17  Conditional Expectations

\[ \def\mean{\textcolor{red}{85.2}} \def\prob{\textcolor{blue}{.3}} \]

In Chapter 16, we saw that it is sometimes easier to calculate an expected value \(\text{E}[ X ]\) by first calculating conditional expectations \(\text{E}[ X | N = n ]\). The key trick was the Law of Total Expectation (Theorem 16.1).

In this chapter, we introduce additional notation for conditional expectations that will unlock sophisticated calculations. But before defining this new notation formally, we introduce it using an example.

Example 17.1 (Corned Beef Expectations) In Example 16.3, we used the fact that \(X | N = n\) is \(\text{Binomial}(n, p=\prob)\), so \[ \text{E}[ X | N = n ] = n(\prob).\]

Notice that \(\text{E}[ X | N = n ]\) is a function of \(n\). If we now let \(N\) range over all its possible values, we can regard the conditional expectation as a function of the random variable \(N\).

We will use the notation \[ \text{E}[ X | N ] \overset{\text{def}}{=}N (\prob)\] for this function of \(N\).

Now, let’s define the notation \(\text{E}[ X | N ]\) more formally.
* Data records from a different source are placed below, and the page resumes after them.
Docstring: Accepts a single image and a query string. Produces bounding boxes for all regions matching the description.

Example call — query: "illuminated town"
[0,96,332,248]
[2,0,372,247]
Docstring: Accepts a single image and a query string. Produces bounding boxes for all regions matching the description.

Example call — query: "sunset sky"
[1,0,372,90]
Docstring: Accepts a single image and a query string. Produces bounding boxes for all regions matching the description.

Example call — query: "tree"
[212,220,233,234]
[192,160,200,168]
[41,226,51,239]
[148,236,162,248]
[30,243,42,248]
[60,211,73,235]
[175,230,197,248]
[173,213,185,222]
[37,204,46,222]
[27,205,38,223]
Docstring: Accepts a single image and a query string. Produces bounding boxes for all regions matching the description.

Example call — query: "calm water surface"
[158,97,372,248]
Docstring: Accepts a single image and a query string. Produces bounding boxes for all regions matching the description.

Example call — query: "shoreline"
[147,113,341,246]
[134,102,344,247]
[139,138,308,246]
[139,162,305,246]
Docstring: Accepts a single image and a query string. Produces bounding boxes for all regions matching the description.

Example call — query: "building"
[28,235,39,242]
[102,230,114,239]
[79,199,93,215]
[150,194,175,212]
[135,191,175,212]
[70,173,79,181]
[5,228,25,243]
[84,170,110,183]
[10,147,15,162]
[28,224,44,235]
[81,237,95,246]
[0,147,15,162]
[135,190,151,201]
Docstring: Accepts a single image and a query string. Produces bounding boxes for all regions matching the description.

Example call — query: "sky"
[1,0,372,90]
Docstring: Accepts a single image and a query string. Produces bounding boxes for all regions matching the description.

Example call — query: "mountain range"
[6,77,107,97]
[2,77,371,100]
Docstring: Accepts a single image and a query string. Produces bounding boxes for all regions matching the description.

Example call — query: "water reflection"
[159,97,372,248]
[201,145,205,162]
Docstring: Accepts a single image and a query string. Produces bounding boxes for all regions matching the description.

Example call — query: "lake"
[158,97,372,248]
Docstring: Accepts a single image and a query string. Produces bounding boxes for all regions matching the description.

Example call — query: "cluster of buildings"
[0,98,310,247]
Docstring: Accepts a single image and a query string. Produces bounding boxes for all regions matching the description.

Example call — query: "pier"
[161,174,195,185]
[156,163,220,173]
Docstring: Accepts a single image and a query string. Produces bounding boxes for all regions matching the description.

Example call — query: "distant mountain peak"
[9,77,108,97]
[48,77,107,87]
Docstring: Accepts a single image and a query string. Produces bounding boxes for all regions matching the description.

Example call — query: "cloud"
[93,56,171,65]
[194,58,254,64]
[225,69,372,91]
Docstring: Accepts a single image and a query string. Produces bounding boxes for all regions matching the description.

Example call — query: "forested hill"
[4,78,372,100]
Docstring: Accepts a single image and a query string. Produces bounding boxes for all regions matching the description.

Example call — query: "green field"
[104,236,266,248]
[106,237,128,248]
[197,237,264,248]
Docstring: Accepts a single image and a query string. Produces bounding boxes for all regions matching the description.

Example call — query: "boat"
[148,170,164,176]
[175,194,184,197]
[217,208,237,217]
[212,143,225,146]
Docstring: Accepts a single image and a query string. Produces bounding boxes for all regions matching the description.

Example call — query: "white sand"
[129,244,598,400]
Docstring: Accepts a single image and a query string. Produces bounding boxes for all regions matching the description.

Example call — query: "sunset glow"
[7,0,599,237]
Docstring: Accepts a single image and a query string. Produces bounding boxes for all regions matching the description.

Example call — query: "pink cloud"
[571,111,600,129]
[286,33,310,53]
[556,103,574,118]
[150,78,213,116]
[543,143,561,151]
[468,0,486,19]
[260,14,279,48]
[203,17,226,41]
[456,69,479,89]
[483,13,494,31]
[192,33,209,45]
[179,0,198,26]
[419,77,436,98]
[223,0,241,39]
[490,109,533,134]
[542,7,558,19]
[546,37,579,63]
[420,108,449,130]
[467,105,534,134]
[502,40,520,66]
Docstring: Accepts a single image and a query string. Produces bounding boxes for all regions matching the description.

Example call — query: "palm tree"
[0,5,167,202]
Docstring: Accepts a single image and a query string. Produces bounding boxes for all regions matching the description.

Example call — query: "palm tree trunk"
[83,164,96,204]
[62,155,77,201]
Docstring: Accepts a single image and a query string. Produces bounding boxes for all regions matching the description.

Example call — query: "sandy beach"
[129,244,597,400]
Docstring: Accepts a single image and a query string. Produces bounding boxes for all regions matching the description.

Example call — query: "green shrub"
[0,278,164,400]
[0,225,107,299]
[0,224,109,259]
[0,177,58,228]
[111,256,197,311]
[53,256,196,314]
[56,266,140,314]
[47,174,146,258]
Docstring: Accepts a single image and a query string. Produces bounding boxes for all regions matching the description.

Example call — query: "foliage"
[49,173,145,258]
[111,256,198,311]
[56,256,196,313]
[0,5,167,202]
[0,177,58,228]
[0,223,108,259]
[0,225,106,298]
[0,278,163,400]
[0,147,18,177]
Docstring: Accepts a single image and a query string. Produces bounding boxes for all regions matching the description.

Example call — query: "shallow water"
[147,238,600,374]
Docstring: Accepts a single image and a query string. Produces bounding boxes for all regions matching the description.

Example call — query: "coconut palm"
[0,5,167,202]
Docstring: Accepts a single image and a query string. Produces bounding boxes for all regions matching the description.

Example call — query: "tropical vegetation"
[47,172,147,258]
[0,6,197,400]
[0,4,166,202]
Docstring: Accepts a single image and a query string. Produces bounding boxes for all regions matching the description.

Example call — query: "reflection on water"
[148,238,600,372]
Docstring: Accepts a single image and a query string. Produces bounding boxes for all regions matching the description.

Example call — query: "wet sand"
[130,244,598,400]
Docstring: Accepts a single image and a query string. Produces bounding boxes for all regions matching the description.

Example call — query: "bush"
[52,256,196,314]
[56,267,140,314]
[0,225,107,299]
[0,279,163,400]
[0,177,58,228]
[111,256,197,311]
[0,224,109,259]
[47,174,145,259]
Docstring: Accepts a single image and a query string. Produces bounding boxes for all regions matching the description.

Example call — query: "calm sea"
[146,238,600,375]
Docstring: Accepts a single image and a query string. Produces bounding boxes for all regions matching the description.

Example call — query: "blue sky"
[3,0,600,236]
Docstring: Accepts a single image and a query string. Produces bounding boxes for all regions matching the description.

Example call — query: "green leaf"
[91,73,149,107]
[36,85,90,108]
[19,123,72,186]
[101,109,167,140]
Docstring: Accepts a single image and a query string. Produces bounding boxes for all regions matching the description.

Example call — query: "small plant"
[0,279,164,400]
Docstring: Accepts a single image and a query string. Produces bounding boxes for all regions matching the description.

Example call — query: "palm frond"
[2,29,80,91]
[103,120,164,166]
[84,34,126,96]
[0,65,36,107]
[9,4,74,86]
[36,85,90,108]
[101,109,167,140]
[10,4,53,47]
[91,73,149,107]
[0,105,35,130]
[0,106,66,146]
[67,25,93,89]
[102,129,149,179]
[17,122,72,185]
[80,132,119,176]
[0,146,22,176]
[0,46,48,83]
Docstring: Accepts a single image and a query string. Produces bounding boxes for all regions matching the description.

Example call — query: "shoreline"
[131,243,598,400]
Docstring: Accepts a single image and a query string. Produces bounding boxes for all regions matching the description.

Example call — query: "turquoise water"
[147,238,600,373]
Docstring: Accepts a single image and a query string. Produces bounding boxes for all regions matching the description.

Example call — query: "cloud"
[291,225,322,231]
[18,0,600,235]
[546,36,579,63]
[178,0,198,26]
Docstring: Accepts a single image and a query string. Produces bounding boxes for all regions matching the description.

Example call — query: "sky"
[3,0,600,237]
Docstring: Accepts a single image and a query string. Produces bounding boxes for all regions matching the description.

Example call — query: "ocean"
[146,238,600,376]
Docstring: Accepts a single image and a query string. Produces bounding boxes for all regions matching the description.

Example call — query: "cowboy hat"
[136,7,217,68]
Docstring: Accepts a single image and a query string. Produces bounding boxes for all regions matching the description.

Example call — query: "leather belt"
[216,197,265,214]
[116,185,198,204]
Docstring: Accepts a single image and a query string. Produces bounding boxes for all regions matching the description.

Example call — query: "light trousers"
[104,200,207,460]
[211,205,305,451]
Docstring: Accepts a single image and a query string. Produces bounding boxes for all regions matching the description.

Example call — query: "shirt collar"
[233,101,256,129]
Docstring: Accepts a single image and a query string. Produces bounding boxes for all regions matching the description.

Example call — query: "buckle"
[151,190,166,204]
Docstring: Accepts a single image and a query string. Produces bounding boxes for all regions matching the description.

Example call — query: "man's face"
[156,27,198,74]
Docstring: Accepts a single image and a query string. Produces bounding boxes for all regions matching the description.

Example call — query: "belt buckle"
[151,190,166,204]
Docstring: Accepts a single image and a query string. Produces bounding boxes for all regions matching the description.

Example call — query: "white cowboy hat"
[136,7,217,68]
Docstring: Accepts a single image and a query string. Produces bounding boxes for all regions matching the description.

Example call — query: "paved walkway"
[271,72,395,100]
Definition 17.1 (Conditional Expectation Given a Random Variable) Let \(g(n) \overset{\text{def}}{=} \text{E}[ X | N = n ]\) be a function of \(n\) which specifies the expectation conditional on that particular value of \(N\), as in Equation 16.5.

Then, the expectation of \(X\) conditional on the random variable \(N\) is defined as \[\text{E}[ X | N ] \overset{\text{def}}{=}g(N).\]

This notation allows for a compact statement of the Law of Total Expectation.

Theorem 17.1 (Law of Total Expectation) \[ \text{E}[ X ] = \text{E}[ \text{E}[ X | N ] ]. \]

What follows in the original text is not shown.